The importance of continued support and giving being the key to bringing hope, and if you are interested, more information can be found at the below sites:
Completely gorgeous in all ways.
Love & service is second nature of women.
The best of the best ~ definitely the better halves.
What a fabulous post! Thank you so much for sharing. 🙂
Thank you ~ it is an incredible place, hope to return soon.
A beautiful but sad post. It’s wonderful there are those who are able to reach out and try to ease a little of the suffering. Shame and a special place in hell for those whose greed, selfishness and pettiness stand in the way.
Thank you Linda – the people of the country are so genuine and positive, it makes the politics of the country that much more reprehensible. And incredible place I look forward to visiting many more times. Wish you well.
These photos are absolutely incredible. I love the candidness and authenticity within them especially. Beautiful work!
Reblogged this on Journal Edge and commented:
Article/ Image Source: dalocollis.com
Congratulations on these outstanding portraits, Randall.

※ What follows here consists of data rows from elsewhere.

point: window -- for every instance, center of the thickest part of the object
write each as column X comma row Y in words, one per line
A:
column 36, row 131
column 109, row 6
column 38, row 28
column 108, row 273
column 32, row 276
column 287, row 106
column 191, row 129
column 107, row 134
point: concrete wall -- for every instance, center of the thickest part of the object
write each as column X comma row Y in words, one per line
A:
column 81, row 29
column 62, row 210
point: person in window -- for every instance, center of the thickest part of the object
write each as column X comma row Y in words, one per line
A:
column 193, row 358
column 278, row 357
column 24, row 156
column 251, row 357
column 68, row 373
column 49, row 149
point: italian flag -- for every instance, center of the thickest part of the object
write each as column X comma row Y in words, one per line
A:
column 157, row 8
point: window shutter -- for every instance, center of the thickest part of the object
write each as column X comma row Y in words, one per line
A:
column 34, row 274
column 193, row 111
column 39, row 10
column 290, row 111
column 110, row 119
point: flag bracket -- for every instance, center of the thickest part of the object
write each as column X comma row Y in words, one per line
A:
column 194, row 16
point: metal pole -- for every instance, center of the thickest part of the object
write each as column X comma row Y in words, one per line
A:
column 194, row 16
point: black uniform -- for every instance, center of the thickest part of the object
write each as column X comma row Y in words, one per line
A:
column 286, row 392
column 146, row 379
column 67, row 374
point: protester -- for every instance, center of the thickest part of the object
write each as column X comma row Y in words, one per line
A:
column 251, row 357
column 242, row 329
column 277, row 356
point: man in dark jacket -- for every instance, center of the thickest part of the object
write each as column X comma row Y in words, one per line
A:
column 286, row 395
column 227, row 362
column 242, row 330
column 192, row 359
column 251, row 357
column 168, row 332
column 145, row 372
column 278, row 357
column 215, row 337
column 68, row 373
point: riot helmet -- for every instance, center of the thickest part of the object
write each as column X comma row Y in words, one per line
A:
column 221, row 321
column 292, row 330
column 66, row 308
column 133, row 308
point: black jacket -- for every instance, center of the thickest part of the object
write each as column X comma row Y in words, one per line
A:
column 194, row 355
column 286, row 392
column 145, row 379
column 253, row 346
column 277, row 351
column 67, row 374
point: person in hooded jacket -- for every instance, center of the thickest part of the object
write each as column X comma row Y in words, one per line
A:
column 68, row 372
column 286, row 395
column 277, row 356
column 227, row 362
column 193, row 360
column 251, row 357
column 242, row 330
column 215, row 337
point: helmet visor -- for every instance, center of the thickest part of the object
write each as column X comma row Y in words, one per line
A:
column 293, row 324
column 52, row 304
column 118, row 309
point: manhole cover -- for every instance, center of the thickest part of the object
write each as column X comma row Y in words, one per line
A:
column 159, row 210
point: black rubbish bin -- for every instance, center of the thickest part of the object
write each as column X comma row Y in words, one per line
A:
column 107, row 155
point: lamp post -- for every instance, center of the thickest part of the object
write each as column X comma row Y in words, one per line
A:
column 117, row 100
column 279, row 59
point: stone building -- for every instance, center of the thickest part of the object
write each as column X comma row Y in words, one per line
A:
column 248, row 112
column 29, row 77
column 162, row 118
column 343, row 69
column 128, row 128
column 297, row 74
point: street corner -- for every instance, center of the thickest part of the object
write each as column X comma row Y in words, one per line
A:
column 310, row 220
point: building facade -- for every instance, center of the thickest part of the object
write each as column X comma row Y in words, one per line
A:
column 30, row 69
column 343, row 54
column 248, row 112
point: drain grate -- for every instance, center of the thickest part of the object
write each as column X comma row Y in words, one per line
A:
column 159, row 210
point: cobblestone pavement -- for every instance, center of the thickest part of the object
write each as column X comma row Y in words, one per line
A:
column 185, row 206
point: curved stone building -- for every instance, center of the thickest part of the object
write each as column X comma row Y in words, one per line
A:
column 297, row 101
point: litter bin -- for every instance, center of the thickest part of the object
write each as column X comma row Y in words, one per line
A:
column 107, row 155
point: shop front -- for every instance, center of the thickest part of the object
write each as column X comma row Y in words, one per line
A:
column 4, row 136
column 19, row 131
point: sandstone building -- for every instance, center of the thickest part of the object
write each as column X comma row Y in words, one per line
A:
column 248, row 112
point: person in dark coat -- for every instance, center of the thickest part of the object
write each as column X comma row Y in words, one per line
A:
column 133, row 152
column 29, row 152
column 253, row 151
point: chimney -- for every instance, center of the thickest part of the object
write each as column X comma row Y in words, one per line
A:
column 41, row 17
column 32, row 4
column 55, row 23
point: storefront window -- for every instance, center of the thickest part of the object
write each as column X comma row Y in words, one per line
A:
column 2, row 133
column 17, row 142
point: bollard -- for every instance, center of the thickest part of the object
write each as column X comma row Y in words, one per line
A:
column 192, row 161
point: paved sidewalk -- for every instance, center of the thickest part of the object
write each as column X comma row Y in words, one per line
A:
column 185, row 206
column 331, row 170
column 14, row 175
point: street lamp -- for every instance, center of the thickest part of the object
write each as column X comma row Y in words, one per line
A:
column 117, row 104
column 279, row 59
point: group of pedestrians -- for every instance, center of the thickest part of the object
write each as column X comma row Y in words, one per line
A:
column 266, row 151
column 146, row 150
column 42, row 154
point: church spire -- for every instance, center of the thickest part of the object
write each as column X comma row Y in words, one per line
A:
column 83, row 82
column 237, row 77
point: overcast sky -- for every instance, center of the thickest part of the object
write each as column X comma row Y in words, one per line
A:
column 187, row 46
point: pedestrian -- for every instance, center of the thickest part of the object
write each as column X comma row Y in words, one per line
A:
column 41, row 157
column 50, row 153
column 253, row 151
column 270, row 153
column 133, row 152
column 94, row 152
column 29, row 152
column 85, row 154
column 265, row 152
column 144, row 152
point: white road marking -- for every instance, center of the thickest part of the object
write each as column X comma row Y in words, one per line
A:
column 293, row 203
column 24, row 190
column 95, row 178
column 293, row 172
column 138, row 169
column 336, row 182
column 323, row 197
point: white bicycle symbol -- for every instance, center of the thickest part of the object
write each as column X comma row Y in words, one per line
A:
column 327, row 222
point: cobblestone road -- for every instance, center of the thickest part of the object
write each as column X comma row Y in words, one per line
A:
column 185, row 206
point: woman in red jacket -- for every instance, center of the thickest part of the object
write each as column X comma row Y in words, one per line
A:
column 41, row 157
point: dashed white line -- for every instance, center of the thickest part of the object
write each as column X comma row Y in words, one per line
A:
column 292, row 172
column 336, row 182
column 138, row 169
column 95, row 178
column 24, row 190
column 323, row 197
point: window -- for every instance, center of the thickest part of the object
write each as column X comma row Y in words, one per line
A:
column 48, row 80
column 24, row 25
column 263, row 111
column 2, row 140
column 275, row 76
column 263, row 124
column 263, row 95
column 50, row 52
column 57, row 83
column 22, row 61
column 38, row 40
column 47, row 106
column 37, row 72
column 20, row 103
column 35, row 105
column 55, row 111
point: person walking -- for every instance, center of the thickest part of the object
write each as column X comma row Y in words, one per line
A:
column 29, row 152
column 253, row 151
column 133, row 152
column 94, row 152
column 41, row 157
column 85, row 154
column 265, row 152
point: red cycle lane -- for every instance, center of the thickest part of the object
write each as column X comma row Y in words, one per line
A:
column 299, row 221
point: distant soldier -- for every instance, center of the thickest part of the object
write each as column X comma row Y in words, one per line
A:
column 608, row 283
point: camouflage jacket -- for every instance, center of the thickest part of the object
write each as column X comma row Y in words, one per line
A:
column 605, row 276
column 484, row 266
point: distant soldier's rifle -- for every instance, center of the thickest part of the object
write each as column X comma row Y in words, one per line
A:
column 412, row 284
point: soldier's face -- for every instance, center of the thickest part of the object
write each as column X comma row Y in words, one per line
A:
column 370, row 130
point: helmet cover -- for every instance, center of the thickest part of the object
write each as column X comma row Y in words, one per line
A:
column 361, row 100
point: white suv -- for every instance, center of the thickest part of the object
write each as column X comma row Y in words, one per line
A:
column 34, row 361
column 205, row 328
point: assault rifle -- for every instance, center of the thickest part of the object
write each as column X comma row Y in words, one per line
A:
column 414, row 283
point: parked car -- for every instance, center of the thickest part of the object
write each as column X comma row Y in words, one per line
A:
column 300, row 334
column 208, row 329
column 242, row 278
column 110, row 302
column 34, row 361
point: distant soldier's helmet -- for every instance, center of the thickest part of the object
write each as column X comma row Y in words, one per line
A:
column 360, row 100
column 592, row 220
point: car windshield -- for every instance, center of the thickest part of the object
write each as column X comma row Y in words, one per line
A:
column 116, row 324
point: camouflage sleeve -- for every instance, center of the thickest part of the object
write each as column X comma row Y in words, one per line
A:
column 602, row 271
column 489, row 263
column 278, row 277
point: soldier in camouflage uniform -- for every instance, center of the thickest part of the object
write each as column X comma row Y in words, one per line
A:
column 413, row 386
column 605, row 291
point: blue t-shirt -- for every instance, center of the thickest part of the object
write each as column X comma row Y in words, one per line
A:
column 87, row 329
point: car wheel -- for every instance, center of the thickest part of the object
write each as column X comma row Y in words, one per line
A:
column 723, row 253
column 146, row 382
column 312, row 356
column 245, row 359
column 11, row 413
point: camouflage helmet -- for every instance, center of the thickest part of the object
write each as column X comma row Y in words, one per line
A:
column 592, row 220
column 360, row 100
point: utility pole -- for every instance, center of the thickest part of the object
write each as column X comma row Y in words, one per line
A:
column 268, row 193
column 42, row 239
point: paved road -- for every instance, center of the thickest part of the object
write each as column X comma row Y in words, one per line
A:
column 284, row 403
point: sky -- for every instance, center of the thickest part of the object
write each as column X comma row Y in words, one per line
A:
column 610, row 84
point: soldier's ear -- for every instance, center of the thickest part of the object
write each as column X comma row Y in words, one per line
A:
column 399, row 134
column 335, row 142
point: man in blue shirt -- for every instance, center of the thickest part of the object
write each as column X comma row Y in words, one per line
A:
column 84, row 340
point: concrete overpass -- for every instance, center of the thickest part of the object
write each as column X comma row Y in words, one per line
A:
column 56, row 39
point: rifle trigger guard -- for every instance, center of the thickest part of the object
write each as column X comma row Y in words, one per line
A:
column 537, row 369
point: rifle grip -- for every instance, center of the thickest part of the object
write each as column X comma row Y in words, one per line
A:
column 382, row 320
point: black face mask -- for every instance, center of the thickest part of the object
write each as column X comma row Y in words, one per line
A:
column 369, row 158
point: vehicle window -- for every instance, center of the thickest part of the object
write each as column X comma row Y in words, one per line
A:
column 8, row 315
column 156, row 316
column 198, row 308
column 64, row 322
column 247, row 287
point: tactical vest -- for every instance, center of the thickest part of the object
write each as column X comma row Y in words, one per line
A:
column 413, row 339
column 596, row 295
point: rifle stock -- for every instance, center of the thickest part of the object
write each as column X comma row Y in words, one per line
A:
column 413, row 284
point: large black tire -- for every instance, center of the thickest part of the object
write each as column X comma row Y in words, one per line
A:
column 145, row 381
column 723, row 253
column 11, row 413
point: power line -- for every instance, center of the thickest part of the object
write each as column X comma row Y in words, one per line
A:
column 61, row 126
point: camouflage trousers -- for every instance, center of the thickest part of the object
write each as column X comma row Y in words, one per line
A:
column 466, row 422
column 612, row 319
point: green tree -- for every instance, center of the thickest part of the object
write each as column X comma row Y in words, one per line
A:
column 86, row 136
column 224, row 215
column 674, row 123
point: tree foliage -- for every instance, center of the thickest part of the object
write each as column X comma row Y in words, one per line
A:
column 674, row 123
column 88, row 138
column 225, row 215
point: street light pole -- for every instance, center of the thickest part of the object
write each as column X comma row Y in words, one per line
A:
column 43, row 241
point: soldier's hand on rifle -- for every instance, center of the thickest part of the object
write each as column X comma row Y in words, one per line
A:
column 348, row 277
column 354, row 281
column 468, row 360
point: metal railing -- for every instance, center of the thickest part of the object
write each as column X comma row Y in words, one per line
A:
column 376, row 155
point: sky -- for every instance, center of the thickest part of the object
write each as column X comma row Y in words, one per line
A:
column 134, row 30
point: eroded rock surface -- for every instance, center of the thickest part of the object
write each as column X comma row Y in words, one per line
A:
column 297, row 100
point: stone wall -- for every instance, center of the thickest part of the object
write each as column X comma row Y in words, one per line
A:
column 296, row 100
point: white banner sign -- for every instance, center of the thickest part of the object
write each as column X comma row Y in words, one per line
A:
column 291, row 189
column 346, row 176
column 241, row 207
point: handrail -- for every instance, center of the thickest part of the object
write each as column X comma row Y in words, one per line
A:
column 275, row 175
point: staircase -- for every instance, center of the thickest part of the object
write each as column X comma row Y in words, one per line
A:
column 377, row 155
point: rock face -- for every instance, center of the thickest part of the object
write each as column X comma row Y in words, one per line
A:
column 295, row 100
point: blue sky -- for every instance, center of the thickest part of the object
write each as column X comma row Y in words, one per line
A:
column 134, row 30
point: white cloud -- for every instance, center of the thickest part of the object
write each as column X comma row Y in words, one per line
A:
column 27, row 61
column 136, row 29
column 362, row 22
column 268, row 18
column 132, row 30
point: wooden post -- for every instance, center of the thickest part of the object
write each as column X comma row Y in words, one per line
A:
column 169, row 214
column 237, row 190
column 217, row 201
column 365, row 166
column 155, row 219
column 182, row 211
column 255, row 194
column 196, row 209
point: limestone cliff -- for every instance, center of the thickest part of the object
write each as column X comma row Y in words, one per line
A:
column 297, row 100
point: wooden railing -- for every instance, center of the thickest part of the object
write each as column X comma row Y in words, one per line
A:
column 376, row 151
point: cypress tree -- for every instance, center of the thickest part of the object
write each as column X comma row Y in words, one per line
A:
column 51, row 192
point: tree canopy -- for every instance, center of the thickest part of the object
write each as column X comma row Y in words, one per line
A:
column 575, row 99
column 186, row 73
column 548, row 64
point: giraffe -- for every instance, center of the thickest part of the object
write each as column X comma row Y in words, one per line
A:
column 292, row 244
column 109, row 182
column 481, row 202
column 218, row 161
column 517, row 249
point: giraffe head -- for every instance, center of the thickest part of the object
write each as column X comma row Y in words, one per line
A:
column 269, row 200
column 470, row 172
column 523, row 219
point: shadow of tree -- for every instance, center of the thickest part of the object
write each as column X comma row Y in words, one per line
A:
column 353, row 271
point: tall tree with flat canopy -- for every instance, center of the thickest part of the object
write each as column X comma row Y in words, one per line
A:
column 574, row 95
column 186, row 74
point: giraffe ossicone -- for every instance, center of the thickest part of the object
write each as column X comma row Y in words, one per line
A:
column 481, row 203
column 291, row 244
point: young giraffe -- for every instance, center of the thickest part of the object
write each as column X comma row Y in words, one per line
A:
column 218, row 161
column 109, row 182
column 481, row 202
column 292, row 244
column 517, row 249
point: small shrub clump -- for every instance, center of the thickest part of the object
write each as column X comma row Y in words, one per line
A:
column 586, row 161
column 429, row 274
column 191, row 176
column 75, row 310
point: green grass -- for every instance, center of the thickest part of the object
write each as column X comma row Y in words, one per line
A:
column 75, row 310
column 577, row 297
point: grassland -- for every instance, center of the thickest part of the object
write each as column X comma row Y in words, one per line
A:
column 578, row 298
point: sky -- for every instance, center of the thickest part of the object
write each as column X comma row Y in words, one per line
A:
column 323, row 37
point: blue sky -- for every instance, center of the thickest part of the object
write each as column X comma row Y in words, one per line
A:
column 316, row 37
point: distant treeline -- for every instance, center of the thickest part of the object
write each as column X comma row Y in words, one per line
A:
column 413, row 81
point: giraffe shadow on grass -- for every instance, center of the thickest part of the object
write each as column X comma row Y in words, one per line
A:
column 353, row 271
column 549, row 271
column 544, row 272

And congratulations on your awarded entry in the WP display of portrait photographers, you deserve it!
Thank you very much Dina ~ the Nepalese people may be some of the most photogenic on the planet 🙂
Seen through your lens, I agree! 🙂
There is nothing we do in this world that is better than serving others with all our hearts, might, mind and strength. Only then do we find our true and best selves. A beautiful post, Dalo, and your pictures are just so emotional and stunning. Thank you.
Agree, Melissa, when there comes a chance to do serve others, it awakes us to the real possibilities life offers. We understand a bit more about ourselves. Wish you a great week ahead.